An der hapert es in vielen Unternehmen. Das ist ein Ergebnis einer Studie des Beratungsunternehmens CSC Deutschland. Die Consultants wollten vor Kurzem wissen: Was denken die Deutschen über den Arbeitsplatz der Zukunft? 1000 Arbeitnehmer wurden befragt. Ergebnis: Viele sind mit den Leistungen ihrer Chefs und Unternehmen unzufrieden, wenn es um die Gestaltung der Arbeitsplätze von morgen geht. 60 Prozent der Befragten kritisieren, dass sie von unterwegs schlecht auf Daten an ihrem Arbeitsplatz zugreifen können. Und das, obwohl das mobile Arbeiten in der digitalen Geschäftswelt an Bedeutung gewinnt.

 

Arbeiten mit Liegestuhl

 

Dazu gehört das Home Office, das heute schon viele Arbeitnehmer als zweiten Büro-Schreibtisch nutzen. Die technische Anbindung aber lässt zu wünschen übrig: 42 Prozent der befragten Arbeitnehmer geben dem IT-Arbeitsplatz in den eigenen vier Wänden die Schulnote „befriedigend“ oder schlechter. 58 Prozent bemängeln zudem einen zu langsamen IT-Störungsdienst. Claus Schünemann, Vorsitzender der Geschäftsführung von CSC Deutschland, sieht in den Erfahrungen der Arbeitnehmer „eine wichtige Orientierung für die Firmen, den Arbeitsplatz der Zukunft zu gestalten“. Für ihn dient ein modernes, optimal ausgestattetes Büro auch als „gute Visitenkarte des Arbeitgebers“.

 

Das sieht Wiebke Brüssel genauso: „Chefs sollten darauf achten, dass ihre Mitarbeiter sich an ihrem Arbeitsplatz wohlfühlen.
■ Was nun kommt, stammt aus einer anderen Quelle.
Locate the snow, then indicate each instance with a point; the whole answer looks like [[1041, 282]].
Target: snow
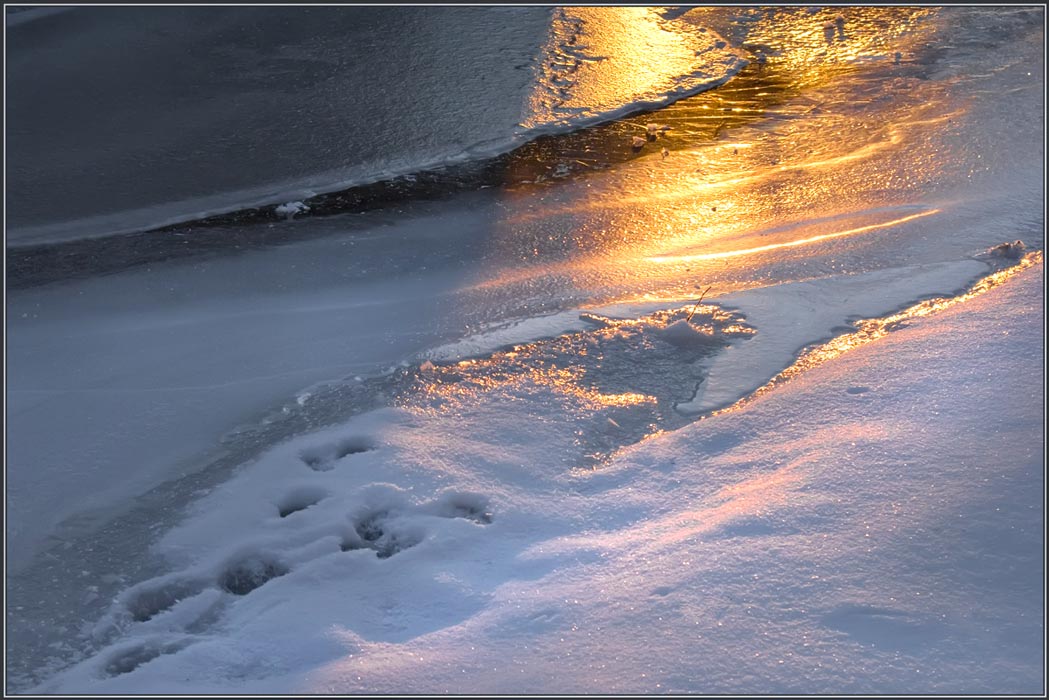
[[874, 525], [537, 438], [339, 100]]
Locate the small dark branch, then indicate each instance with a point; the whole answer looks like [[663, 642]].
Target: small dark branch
[[697, 305]]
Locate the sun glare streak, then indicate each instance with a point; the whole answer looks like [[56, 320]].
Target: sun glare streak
[[790, 244], [871, 330]]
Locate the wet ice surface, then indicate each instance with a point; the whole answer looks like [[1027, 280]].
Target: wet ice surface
[[804, 204]]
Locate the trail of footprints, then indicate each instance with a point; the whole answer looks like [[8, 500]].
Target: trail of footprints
[[386, 531]]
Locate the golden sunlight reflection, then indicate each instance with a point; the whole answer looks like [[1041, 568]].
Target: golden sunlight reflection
[[791, 244], [598, 59], [871, 330], [818, 130]]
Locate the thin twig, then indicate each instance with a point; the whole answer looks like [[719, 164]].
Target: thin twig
[[697, 304]]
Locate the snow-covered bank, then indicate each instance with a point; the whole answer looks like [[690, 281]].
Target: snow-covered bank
[[227, 109], [873, 526], [825, 182]]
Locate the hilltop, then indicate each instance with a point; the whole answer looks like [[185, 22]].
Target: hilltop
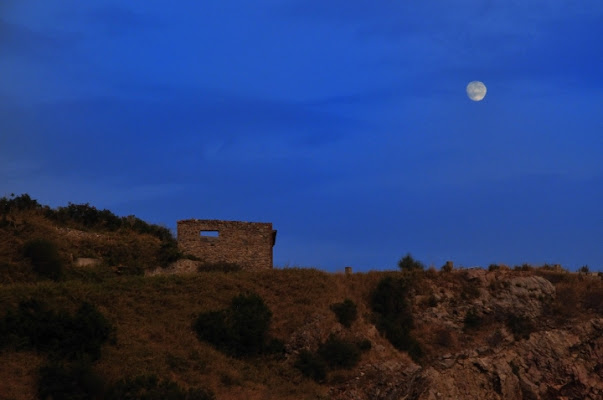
[[298, 333]]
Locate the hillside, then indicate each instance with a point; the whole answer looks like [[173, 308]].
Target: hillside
[[501, 333]]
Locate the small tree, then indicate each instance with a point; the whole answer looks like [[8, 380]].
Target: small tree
[[346, 312], [407, 263], [44, 257]]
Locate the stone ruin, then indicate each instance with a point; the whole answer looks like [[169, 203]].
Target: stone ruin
[[248, 244]]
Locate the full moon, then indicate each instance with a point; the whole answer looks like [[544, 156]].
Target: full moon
[[476, 90]]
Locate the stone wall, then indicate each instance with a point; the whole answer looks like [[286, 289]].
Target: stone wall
[[248, 244]]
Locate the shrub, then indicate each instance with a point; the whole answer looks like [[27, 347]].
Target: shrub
[[240, 330], [339, 353], [44, 257], [69, 382], [393, 314], [311, 365], [364, 345], [346, 312], [168, 253], [447, 267], [407, 263], [151, 388], [60, 334], [19, 203]]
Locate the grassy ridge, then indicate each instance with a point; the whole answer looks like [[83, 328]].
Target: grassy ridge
[[153, 317]]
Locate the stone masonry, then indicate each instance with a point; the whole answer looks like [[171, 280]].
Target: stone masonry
[[248, 244]]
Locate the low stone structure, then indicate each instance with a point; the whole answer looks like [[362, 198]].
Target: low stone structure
[[248, 244]]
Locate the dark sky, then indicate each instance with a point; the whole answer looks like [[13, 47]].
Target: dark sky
[[344, 123]]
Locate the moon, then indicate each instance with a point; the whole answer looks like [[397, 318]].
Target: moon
[[476, 90]]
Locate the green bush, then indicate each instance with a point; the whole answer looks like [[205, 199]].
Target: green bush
[[168, 253], [44, 257], [64, 336], [493, 267], [69, 382], [346, 312], [311, 365], [339, 353], [393, 314], [151, 388], [407, 263], [240, 330]]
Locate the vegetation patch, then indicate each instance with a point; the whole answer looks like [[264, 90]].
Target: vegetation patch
[[240, 330], [45, 259], [346, 312], [63, 336], [393, 314]]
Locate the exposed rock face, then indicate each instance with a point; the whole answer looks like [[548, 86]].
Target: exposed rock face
[[549, 365], [495, 362]]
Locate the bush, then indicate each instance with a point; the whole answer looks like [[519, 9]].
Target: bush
[[311, 365], [472, 319], [364, 345], [339, 353], [393, 314], [168, 253], [151, 388], [240, 330], [447, 267], [69, 382], [19, 203], [60, 334], [407, 263], [493, 267], [346, 312], [44, 257]]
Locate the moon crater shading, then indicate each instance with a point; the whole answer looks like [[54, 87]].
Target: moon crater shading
[[476, 90]]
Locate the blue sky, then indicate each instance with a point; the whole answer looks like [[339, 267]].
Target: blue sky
[[344, 123]]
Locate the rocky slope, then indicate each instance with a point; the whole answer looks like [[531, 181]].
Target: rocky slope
[[545, 359]]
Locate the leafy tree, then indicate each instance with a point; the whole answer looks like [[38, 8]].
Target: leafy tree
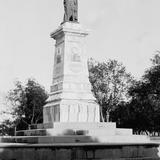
[[146, 99], [6, 128], [110, 83], [27, 103]]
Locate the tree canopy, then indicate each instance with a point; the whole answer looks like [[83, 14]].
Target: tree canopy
[[110, 83], [27, 103]]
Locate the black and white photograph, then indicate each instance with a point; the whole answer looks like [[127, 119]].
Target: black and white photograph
[[80, 80]]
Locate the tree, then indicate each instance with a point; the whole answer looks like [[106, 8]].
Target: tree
[[27, 103], [110, 83], [146, 99]]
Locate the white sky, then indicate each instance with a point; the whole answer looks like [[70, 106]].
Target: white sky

Das erhöht nicht nur die Produktivität, sondern auch die Bindung ans Unternehmen.“ In Zeiten von Fachkräftemangel sei das ein Punkt, den man gar nicht hoch genug bewerten könne.

 

Neben der zunehmenden Mobilität prägt eine weitere Entwicklung die Arbeitswelt: Teamarbeit. „Auch dafür müssen Büros, Werkhallen und Labors gestaltet werden“, sagt Wiebke Brüssel. Ein Beispiel: In immer mehr Büros in Bremen und Umgebung werden Flächen geschaffen, die inspirieren und Kommunikation erleichtern sollen. Sie stehen für „offene, kommunikative Strukturen“, sagt Heiko Himme vom Immobilienberater Cushman & Wakefield. Diese fördern das Bilden von Arbeitsgruppen und Teams. Man rückt zusammen – und wieder auseinander. Damit nicht genug: Büros werden geöffnet, beispielsweise durch einen direkten Zugang zum Garten hinter dem Firmengebäude, mit variablen Sitzecken, Sesseln und sogar Liegestühlen ausgestattet oder mit einer Küche, in der Kollegen sich treffen und zusammen kochen können.

 

Mittlerweile haben nicht nur Werbeagenturen und Designbüros Skylounges und Massagestühle in ihren Räumen, auch immer mehr Konzerne, Unternehmensberatungsgesellschaften und Family Offices richten in ihren Gebäuden Begegnungszonen ein, die zum ungezwungenen Austausch einladen. Neben offenen Arbeitsflächen gibt es fast überall abgetrennte Räume für konzentriertes Arbeiten. Wer einen Kunden zu Besuch hat, zieht sich in einen Besprechungsraum zurück, wer in Ruhe telefonieren will, sucht sich eine Kabine.

 

Offene Büro-Landschaften mit unterschiedlichen Zonen einzurichten, ist nicht billig, aber eine gute Investition. Die schöne, neue Bürowelt fördert, sagt Peter Vullinghs, Deutschland-Chef von Philips, „effiziente und ergebnisorientierte Arbeitsweisen, um mehr Raum für eine ausgewogene Work-Life-Balance zu schaffen“. Genau das sei es, was gut ausgebildete junge Kandidaten erwarten. Ein Büro der Zukunft ist also ein starkes Argument im Wettbewerb um Talente für die Zukunft.